Open: 9:00-18:00 (Wed, Mon, Sun close)
Reading the Wild《iá 野植風味學》
If the lane leaves you curious for more, the bilingual reference magazine 《iá 野植風味學》 is the companion piece you didn't know existed. It’s curated by the chef Wes Guo from the Michelin Green Star awarded restaurant EMBERS, and the biologist Su Li, Su from Taiwan Wild Herb Tea.
Published in both Chinese and English, it treats wild and semi-wild plants as a subject of genuine flavour study — not folk remedy, not wellness trend, but something closer to natural gastronomy. Each issue profiles specific plants found across Taiwan, tracing their flavour profiles, seasonal rhythms, and the communities — farmers, herbalists, foragers — who still know how to use them.
***Message the page for where-to-buy. Sometime they have interesting collaboration with independent book stores.
The Herbal Cafe “Yeshi”, Jiufen
Before you commit to buying anything, there's a gentler entry point in the hills. Yeshi (野室草店) is a small café in Jiufen where the menu is built around wild and foraged plants — the kind of place where a drink arrives with a small card explaining what's in it and where it came from. It's a good first conversation with this world: unhurried, roof-terrace atmospheric, and genuinely flavoured by the surrounding hillside. Wander there after the old street, before the clouds roll in. Order something you can't identify, ask about it, and see what opens.
The pancake with herbal sauce is good to order. As well as the herbal crystal gummy.
Open: 11:30-17:30 (Mon, Tue close)
A Tip Before You Buy
Personally I am not a big fan of herbal drinks, so I tend to buy small selection of dried herbs and put them into my small cotton drawstring bag to give myself a pleasant fragrance: lemongrass, dried chrysanthemum, mint... Carry them loose in a small cloth bag in the backpack or luggage. Back home, the scent opens a door straight back to that lane. It's the most honest souvenir you'll find in Taipei — it weighs almost nothing, costs almost nothing, and smells like somewhere real.
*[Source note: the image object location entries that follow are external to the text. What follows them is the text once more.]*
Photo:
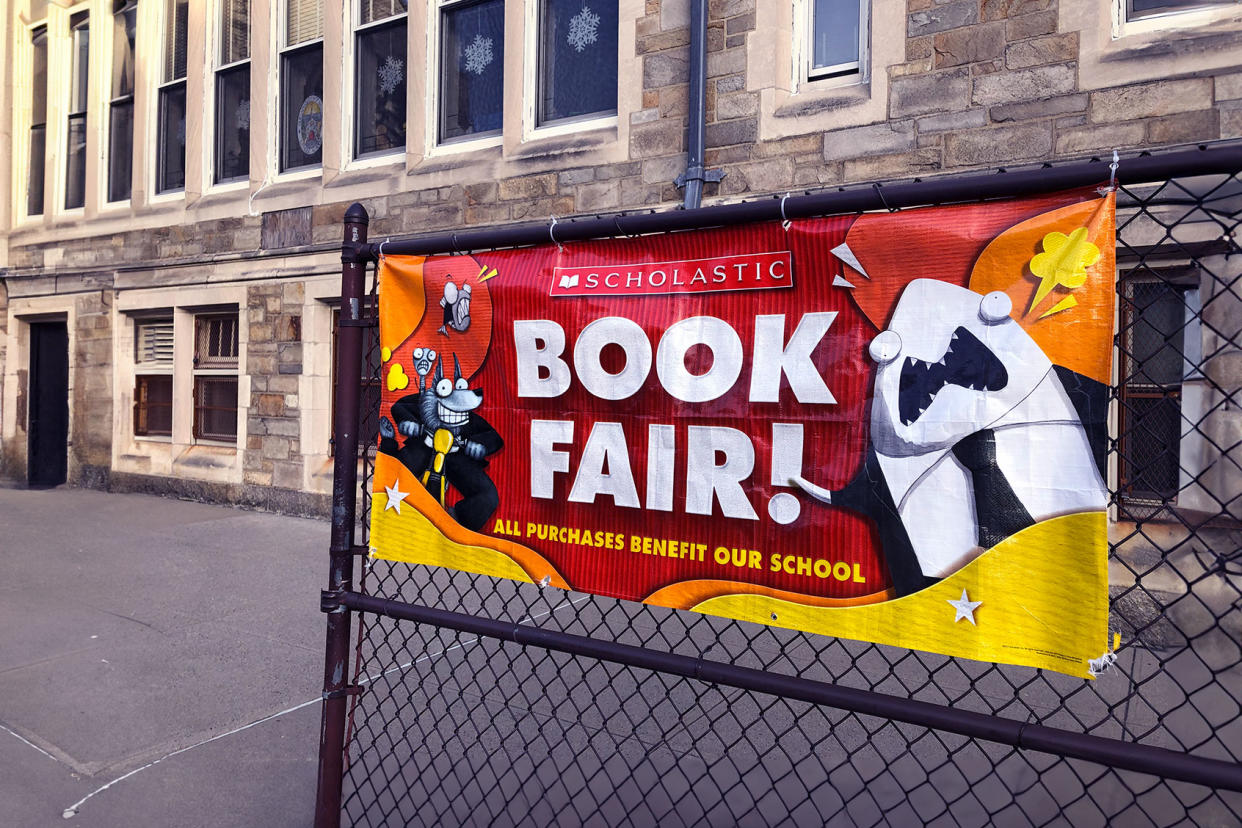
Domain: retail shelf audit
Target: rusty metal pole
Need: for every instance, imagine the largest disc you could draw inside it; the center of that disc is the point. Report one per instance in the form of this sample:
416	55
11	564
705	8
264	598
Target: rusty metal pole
344	497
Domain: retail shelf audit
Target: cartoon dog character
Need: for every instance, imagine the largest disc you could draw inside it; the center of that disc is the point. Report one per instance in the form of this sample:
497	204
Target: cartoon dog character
456	304
975	435
446	440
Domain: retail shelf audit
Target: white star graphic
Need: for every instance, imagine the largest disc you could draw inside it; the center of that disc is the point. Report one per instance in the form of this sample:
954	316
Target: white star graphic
965	608
395	497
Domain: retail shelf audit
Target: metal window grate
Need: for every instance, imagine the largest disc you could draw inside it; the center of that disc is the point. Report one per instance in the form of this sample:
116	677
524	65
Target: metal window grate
451	729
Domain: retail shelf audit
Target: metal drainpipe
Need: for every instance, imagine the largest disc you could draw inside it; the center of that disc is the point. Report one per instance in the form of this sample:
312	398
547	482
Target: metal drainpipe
696	117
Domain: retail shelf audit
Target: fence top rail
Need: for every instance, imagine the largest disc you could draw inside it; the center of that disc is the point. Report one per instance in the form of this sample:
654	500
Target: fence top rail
1142	168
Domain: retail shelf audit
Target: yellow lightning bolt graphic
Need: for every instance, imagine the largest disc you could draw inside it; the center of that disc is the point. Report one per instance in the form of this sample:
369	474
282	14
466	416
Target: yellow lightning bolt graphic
1062	263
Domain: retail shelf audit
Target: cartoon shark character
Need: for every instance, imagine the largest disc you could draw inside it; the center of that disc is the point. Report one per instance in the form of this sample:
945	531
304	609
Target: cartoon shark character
447	441
456	304
975	435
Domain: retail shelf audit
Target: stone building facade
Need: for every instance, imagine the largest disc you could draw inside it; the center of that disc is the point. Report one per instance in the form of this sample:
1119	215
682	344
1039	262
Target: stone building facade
933	88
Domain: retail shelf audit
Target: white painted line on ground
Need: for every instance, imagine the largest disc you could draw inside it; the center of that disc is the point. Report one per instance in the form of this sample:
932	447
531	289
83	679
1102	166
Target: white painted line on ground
31	744
68	813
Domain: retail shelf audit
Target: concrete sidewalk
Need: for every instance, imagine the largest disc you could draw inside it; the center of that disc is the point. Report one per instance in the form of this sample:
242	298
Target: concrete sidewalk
174	642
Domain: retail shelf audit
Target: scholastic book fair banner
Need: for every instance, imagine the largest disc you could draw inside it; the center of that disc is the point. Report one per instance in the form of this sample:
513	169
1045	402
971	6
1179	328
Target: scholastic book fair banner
887	427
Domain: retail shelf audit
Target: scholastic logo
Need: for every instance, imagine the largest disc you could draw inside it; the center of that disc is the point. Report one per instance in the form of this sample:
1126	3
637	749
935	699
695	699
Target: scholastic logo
747	272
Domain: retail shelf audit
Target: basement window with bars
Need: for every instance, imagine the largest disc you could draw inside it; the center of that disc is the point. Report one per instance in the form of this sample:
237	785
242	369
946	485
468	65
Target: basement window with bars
215	378
153	378
368	392
1159	343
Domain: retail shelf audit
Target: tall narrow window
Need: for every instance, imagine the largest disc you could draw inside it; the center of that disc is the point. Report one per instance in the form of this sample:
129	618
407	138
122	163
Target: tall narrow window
75	155
37	122
232	92
215	378
121	111
1159	342
170	152
302	86
471	68
578	60
153	378
836	39
379	77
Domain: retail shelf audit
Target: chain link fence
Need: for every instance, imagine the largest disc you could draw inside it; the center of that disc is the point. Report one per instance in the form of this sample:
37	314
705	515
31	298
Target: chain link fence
455	729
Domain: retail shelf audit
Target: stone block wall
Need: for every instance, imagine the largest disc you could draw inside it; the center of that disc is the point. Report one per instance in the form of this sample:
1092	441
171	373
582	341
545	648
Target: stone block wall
91	395
273	360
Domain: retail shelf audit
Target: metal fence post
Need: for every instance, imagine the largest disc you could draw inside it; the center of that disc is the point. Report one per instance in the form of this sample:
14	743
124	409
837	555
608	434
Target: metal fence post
344	494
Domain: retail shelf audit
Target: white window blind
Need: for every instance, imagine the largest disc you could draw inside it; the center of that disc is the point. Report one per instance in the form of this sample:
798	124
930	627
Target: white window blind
373	10
154	343
303	21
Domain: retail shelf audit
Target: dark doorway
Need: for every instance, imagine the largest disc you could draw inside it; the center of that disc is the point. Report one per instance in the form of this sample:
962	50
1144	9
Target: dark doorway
47	450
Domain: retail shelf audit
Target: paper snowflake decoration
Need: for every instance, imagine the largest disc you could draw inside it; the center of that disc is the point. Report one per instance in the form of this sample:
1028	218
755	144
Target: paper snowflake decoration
478	55
584	29
391	73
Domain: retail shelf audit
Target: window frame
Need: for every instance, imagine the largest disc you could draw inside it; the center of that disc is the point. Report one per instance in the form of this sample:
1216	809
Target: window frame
26	124
213	369
71	114
532	90
846	72
119	101
219	70
350	81
163	90
435	88
148	369
283	51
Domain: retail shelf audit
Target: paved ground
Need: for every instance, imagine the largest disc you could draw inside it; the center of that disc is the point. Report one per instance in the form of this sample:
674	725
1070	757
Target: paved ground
178	642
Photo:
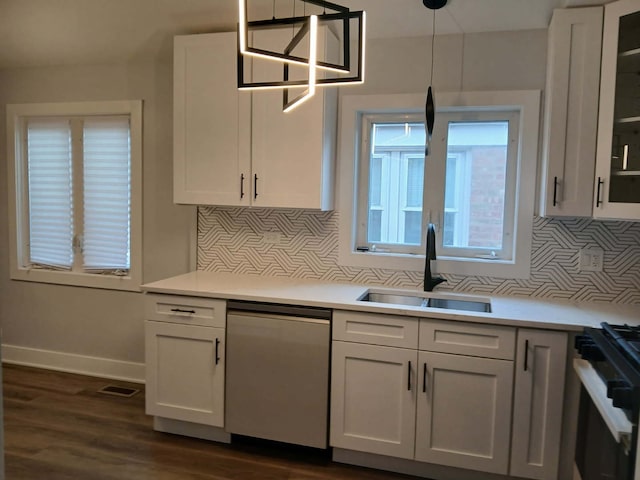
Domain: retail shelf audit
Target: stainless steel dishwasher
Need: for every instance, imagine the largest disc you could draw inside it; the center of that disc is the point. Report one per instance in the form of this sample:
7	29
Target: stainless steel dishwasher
277	372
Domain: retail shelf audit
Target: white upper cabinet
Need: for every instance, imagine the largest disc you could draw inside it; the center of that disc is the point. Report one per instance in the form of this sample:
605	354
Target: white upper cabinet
236	147
211	123
571	112
292	153
617	185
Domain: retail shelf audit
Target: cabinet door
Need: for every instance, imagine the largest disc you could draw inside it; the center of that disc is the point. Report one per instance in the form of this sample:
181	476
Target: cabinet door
571	111
292	153
211	122
373	394
617	183
537	409
464	411
185	372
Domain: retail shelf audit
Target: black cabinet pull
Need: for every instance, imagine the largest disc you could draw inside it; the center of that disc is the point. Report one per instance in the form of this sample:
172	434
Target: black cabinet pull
180	310
424	378
598	201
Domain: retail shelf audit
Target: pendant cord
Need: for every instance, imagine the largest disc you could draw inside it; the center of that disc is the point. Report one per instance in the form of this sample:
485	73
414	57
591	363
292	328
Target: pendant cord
433	42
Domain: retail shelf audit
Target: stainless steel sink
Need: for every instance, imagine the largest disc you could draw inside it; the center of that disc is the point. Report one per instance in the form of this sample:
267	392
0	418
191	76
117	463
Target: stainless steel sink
474	305
456	304
394	299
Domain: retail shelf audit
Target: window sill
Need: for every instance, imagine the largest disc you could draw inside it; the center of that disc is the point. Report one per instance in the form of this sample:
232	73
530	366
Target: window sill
89	280
444	265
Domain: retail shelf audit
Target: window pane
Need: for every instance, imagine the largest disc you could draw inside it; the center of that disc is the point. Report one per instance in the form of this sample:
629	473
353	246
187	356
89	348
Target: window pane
475	184
415	182
375	181
50	193
412	227
375	226
107	194
396	180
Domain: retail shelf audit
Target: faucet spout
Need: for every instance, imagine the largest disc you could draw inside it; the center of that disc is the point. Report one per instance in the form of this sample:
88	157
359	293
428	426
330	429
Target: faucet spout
430	282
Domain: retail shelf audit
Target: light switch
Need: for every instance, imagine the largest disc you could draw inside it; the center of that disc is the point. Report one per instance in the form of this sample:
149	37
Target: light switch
591	259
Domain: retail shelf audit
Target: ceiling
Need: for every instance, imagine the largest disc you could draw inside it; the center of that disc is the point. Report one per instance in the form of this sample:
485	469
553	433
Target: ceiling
63	32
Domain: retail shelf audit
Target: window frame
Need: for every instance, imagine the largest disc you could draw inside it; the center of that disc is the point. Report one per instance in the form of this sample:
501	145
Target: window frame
352	110
19	202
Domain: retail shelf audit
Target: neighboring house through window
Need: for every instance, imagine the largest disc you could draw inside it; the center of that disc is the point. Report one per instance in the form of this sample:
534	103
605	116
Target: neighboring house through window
476	185
76	172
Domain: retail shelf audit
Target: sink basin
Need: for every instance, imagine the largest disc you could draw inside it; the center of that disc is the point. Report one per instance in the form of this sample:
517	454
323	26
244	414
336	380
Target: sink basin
409	300
455	304
475	305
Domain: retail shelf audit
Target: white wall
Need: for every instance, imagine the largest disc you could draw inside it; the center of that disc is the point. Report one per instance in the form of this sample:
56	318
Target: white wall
83	321
109	324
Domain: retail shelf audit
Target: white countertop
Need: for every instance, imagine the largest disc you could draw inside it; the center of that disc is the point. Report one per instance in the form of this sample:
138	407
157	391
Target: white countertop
515	311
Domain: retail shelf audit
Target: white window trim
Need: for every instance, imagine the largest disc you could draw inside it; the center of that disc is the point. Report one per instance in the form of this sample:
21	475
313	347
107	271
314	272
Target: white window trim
352	107
18	197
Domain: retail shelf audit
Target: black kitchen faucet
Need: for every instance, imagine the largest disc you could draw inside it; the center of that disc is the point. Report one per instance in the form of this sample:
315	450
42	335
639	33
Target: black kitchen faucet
429	281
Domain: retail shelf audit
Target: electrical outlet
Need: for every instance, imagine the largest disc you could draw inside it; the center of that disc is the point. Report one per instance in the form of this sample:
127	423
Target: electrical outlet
591	259
272	237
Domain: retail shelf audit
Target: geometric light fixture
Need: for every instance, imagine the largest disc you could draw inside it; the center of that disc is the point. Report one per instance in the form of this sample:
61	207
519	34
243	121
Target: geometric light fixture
349	26
430	104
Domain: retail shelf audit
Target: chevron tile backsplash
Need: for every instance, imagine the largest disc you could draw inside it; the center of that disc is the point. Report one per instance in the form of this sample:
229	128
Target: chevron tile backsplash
231	240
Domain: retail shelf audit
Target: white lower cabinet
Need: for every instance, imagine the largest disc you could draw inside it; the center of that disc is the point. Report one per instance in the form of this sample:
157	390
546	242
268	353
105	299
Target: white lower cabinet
464	411
453	398
373	400
185	359
537	403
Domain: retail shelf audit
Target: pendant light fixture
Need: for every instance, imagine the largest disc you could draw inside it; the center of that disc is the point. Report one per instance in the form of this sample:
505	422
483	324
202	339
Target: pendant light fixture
430	104
334	72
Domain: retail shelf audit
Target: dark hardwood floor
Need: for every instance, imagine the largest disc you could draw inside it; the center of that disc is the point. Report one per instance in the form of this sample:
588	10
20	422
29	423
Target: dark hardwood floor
58	427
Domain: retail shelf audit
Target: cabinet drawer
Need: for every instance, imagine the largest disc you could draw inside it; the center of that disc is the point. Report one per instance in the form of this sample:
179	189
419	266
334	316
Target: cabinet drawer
187	310
375	329
467	339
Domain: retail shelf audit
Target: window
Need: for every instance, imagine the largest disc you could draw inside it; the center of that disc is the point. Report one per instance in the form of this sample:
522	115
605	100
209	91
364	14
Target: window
476	185
77	193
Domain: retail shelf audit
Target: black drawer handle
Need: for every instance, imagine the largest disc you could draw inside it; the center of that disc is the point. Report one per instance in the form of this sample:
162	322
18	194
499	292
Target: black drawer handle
598	201
180	310
424	378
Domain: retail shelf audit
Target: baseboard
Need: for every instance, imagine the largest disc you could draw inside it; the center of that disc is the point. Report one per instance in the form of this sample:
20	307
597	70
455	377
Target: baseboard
72	363
188	429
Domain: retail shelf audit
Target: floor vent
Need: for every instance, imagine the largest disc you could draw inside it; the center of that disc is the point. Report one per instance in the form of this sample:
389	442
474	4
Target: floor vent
118	391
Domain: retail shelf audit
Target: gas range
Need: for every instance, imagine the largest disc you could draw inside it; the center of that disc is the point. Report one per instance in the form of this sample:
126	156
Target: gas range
609	403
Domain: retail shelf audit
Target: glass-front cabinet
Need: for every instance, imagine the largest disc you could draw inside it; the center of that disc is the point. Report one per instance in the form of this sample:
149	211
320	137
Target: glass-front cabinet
617	182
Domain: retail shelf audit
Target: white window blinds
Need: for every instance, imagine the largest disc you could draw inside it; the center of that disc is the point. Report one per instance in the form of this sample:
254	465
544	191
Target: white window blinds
107	194
50	193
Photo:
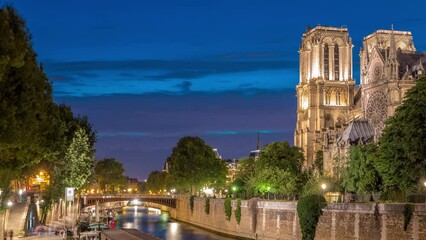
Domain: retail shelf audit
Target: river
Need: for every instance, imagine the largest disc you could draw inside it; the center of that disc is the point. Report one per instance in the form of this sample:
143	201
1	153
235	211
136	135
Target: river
159	224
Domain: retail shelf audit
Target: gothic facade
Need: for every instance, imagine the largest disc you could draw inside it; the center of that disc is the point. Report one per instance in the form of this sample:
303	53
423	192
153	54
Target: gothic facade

These are my recommended shopping list for the great energy fragrance pack:
佩蘭 — Eupatorium / Orchid Herb A light, faintly sweet-smelling herb used to clear summer dampness. Think of it as the herbal world's answer to humidity.
香薷 — Elsholtzia / Chinese Mint Herb Sometimes called "summer ephedra" — a warming herb paradoxically used for summer colds, when you've been caught in the rain or hit by an air-conditioned chill.
蒼朮 — Atractylodes A dry, bitter rhizome root. One of the great "dampness-dispelling" herbs in the tradition — historically burned as incense during epidemics to purify the air of a room.
石菖蒲 — Stone Acorus / Rock Calamus A low-growing water-edge plant with a sharp, camphor-like scent. Often found tucked into aroma bundles and sachets — the smell is immediately distinctive, almost medicinal but strangely calming.
藿香 — Patchouli Herb / Chinese Patchouli Not the heavy, resinous patchouli of incense shops — the herbal variety is fresher and greener, used to settle the stomach and clear heat. A cornerstone of summer herbal formulas.
艾草 — Mugwort The most recognisable of the six. Silvery-green leaves with a warm, woolly scent — used in moxibustion, rice cakes, and aroma sachets alike. If you've smelled anything burning gently near a temple or traditional clinic, it was probably this.